PowerColor's exclusive HD 6870 X2 unifies two HD 6870 graphics processors on a single card. This approach offers performance that can compete with other high-end cards like GTX 580. In our testing we saw nice results that make this card a worthy alternative in today's high-end graphics card market.

*Show full review*


----------



## Nesters (Jul 8, 2011)

Best top high-end perf/$ even at launch price.


----------



## antuk15 (Jul 8, 2011)

Red PCB = Fail

And it really could of done with 2Gb of VRAM per GPU core, With 1Gb per GPU it just dosn't have the VRAM to back up the shader power.


----------



## Pestilence (Jul 8, 2011)

Damnit Wizzard... Now i want to order one. Nice review


----------



## antuk15 (Jul 8, 2011)

> You may add more HD 6850/6870 cards to a CrossFire configuration with the HD 6870 X2. Thanks to the Lucid Hydra chip on the board it is also possible to combine this card with any other ATI or NVIDIA card, but this requires the *Lucid Hydra drivers which are not working perfectly yet*



I beg to differ


----------



## Pestilence (Jul 8, 2011)

Wizard,

Would you buy one to play with over a 580?


----------



## ERazer (Jul 8, 2011)

another superb review almighty wiz 

i would definitely consider one if is below 500$


----------



## damric (Jul 8, 2011)

Tul seems to have the perfect balance of engineering and marketing. Not only is this card fantastic, but it showed up at the right time, when HD 6990 and GTX 590 are out of stock!


----------



## antuk15 (Jul 8, 2011)

damric said:


> Tul seems to have the perfect balance of engineering and marketing. Not only is this card fantastic, but it showed up at the right time, when HD 6990 and GTX 590 are out of stock!



But in the UK atleast it's slower and more expensive then 5850 Xfire.


----------



## Fourstaff (Jul 8, 2011)

antuk15 said:


> But in the UK atleast it's slower and more expensive then 5850 Xfire.



5970 is roughly 5850 Crossfire, so I would say this card is about as powerful as 5850 Crossfire in a package. This is more of novel engineering (and experience off it) rather than anything, and the target audience (if there is one at all) is probably people looking for novel stuffs.


----------



## bbmarley (Jul 8, 2011)

i see crossfire bridge inc , could you tri/quadfire this card?

edit i must have overlooked a part dam thats pretty nice


----------



## Pestilence (Jul 8, 2011)

I was hoping someone would do a Quad Crossfire review


----------



## antuk15 (Jul 8, 2011)

Fourstaff said:


> 5970 is roughly 5850 Crossfire, so I would say this card is about as powerful as 5850 Crossfire in a package. This is more of novel engineering (and experience off it) rather than anything, and the target audience (if there is one at all) is probably people looking for novel stuffs.
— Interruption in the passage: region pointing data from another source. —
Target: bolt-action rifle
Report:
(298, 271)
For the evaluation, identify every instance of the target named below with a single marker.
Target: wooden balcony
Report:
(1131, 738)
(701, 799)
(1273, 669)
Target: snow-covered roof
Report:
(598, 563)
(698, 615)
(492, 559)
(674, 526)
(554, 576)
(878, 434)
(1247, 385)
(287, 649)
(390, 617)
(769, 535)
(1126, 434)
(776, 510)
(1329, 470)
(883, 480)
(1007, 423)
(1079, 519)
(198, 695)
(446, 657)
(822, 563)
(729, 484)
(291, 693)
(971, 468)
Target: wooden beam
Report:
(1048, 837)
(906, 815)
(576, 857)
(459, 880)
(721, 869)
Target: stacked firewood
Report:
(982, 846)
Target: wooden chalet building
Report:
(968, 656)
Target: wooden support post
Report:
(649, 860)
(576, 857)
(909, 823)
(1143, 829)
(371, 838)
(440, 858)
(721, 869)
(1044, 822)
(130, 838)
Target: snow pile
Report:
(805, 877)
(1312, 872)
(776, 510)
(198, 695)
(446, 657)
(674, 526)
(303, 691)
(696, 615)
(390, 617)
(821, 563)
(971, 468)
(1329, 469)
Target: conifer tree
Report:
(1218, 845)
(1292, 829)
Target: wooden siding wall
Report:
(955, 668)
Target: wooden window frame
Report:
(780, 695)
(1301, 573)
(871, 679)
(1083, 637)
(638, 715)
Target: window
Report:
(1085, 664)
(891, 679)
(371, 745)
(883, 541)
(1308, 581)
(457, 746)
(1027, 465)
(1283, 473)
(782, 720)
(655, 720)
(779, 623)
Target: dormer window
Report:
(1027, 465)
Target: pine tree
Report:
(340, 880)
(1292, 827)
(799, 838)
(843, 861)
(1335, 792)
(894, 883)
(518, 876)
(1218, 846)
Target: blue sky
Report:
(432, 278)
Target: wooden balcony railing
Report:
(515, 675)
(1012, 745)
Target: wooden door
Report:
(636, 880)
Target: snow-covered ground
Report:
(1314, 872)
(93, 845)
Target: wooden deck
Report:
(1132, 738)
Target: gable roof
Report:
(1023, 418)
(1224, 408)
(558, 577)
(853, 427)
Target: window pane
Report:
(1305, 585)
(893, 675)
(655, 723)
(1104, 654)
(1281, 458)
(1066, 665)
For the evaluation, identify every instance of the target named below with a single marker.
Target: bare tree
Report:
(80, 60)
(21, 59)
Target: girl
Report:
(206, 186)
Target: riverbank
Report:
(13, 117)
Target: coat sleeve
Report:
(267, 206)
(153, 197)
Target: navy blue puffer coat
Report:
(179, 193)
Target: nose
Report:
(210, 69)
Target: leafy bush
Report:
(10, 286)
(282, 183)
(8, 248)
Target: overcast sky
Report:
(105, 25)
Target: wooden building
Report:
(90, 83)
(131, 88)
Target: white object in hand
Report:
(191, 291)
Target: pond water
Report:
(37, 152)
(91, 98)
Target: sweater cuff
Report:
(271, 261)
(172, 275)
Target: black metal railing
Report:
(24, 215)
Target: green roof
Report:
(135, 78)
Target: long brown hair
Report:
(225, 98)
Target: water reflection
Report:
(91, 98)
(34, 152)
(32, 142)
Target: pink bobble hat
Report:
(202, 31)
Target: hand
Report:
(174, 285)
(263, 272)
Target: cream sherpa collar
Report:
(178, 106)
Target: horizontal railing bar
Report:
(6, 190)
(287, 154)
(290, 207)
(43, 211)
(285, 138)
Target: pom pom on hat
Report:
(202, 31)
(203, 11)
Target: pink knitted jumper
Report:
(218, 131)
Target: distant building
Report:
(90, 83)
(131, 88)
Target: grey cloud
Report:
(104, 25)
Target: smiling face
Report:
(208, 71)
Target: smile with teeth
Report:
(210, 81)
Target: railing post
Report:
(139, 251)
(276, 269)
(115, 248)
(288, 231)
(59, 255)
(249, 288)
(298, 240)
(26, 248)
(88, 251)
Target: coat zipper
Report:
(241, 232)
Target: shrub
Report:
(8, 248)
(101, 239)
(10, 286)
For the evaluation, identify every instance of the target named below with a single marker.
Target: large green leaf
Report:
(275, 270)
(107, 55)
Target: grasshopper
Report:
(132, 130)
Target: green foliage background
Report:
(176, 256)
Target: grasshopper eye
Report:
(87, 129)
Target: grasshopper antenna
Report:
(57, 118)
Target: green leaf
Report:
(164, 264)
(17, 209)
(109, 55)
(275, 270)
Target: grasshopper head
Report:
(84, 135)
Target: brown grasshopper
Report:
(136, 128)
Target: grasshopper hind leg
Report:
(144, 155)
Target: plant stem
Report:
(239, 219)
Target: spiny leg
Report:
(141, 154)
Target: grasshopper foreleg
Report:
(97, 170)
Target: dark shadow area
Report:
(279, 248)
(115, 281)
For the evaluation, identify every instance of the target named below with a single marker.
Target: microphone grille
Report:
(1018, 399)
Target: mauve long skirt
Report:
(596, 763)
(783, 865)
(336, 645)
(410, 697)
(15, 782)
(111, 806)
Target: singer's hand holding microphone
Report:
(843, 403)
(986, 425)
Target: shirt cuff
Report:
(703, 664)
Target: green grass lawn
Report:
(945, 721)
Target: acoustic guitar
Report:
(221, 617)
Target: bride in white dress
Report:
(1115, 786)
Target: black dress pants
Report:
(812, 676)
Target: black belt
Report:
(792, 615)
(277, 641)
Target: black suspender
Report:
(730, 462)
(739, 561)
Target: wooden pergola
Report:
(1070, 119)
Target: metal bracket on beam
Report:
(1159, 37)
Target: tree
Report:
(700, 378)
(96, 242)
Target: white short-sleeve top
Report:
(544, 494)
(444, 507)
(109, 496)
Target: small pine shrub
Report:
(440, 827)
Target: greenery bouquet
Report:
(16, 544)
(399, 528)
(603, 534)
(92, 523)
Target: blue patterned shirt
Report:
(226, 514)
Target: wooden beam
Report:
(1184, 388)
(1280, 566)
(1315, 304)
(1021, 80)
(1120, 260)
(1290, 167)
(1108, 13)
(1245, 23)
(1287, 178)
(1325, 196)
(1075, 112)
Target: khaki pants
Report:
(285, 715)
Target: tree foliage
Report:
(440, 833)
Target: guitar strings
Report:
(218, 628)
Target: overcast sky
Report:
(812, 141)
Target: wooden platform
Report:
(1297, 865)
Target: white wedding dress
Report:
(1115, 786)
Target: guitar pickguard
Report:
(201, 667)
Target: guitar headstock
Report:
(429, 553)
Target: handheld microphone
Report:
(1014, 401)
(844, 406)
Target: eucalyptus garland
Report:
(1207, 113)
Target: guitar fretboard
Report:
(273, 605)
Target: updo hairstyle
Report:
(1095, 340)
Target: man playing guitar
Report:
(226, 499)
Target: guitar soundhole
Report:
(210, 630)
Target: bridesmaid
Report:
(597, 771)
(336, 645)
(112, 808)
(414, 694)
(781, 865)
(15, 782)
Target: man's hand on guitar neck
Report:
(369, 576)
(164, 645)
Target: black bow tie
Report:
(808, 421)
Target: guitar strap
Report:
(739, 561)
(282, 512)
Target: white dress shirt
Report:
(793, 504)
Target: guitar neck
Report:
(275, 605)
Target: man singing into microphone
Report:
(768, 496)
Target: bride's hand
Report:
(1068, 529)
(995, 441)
From what I remember seeing in reviews 5850 crossfire was always slightly faster the a 5970 because of scaling.

On a clock-for-clock basis a 5850 is quite a way faster then a 6870.


----------



## erocker (Jul 8, 2011)

antuk15 said:


> But in the UK atleast it's slower and more expensive then 5850 Xfire.



Every time a dual GPU card is released this statement is made. A single, dual GPU card will be more expensive, that's the way it is.


----------



## antuk15 (Jul 8, 2011)

erocker said:


> Every time a dual GPU card is released this statement is made. A single, dual GPU card will be more expensive, that's the way it is.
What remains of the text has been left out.